Ein Sonderparteitag im September soll Kim Jong-un als Kronprinzen installieren

Hamburg/Seoul. Der 8. Januar ist ein Feiertag in Nordkorea. Damit sind bestimmte Rituale an diesem Tag vorgeschrieben - wie das Schwören von Eiden und das Singen spezieller Lieder. Die stets sorgfältig geprobten Feierlichkeiten gelten einem jungen Mann, dessen Namen außerhalb Nordkoreas kaum jemand kennt - dem vermutlich 28-jährigen Kim Jong-un.
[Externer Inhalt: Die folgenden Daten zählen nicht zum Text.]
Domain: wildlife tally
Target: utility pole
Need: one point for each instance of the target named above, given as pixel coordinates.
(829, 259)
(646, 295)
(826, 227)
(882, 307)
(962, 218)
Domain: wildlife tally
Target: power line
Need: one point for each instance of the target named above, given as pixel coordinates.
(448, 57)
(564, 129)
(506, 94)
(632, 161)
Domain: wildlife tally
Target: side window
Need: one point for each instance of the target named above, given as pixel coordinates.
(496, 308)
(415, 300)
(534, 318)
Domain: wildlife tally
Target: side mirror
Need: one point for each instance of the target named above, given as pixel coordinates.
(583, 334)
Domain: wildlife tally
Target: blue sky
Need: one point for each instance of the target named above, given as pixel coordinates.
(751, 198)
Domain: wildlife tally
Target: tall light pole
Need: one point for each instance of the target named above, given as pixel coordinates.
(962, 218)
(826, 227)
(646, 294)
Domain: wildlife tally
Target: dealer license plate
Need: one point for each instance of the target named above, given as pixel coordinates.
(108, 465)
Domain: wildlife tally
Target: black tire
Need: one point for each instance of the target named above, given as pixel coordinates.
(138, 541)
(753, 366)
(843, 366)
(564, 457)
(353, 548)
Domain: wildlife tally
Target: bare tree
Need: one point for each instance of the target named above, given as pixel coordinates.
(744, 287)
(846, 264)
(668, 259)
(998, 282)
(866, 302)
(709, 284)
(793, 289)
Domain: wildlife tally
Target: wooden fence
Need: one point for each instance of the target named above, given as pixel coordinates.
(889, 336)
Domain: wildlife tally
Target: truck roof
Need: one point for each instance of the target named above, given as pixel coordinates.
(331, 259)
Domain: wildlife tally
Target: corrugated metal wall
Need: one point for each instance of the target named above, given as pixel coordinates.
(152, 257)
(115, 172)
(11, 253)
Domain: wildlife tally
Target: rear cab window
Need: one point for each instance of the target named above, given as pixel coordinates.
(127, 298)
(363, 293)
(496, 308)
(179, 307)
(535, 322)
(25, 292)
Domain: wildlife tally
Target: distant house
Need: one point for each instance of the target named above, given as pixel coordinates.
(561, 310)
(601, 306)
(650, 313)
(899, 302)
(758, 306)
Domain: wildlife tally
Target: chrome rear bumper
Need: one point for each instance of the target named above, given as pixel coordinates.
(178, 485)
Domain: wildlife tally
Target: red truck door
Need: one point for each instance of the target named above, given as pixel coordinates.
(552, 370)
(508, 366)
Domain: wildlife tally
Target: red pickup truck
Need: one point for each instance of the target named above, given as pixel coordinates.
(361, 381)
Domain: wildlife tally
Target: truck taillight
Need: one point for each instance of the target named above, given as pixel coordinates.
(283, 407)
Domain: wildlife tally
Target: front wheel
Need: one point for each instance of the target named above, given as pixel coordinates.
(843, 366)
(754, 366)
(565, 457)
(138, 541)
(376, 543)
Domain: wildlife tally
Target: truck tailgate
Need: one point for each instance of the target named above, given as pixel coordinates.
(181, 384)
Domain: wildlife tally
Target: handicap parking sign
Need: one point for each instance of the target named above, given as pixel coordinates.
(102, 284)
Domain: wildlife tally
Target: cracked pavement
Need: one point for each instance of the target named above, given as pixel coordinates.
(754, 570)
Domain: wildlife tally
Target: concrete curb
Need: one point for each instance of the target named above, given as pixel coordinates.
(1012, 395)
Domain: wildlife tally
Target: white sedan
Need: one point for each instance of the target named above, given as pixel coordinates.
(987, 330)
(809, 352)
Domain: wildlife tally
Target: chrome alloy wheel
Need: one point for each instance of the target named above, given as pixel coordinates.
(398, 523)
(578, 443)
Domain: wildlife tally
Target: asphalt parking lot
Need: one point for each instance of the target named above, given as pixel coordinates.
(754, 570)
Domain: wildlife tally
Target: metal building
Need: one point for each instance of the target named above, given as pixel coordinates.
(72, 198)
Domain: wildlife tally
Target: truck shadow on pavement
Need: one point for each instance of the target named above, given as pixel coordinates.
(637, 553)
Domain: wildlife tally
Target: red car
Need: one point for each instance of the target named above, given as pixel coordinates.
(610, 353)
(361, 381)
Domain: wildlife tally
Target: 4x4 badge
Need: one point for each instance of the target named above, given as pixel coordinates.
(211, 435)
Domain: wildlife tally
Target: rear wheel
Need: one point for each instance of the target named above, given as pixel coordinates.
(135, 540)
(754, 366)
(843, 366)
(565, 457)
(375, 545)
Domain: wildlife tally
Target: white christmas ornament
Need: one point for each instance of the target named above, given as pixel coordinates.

Er ist der dritte Sohn des nordkoreanischen Diktators und "Geliebten Führers" Kim Jong-il und dessen dritter Frau, der japanischstämmigen Ko Jong-hi, die vermutlich vor sechs Jahren an Brustkrebs starb.

Kim Jong-un steht im Mittelpunkt von Spekulationen über eine dynastische Erbregelung in der bizarren altstalinistischen Despotie. Denn das mächtige Politbüro des Zentralkomitees hat überraschend für September eine Sitzung der wichtigsten Parteidelegierten "für die Wahl ihres höchsten Führungsgremiums" einberufen. Ein derartiger Sonder-Parteikongress fand das letzte Mal 1966 statt. Es wird damit gerechnet, dass die Partei Kim Jong-un in das Politbüro aufnimmt. Ob er aber bereits offiziell als Nachfolger seines erkrankten Vaters ausgerufen wird, ist unsicher. Möglicherweise wird dies erst 2012 der Fall sein. In dieses Jahr fällt der 100. Geburtstag des Staatsgründers Kim Il-sung - Kim Jong-ils Vater -, der immer noch als "Großer Führer" verehrt wird. Die Führung des bitterarmen Staates, der aber mehr als eine Million Soldaten unter Waffen hält und vermutlich Atomwaffen besitzt, hat sich die "heilige revolutionäre Aufgabe" gestellt, bis 2012 eine "wohlhabende und machtvolle Nation" aufzubauen, wie die staatliche Nachrichtenagentur KCNA verkündete. Kim Jong-ils Gesundheit soll spätestens seit einem Schlaganfall vor zwei Jahren, von dem er sich nie ganz erholte, schwer angeschlagen sein.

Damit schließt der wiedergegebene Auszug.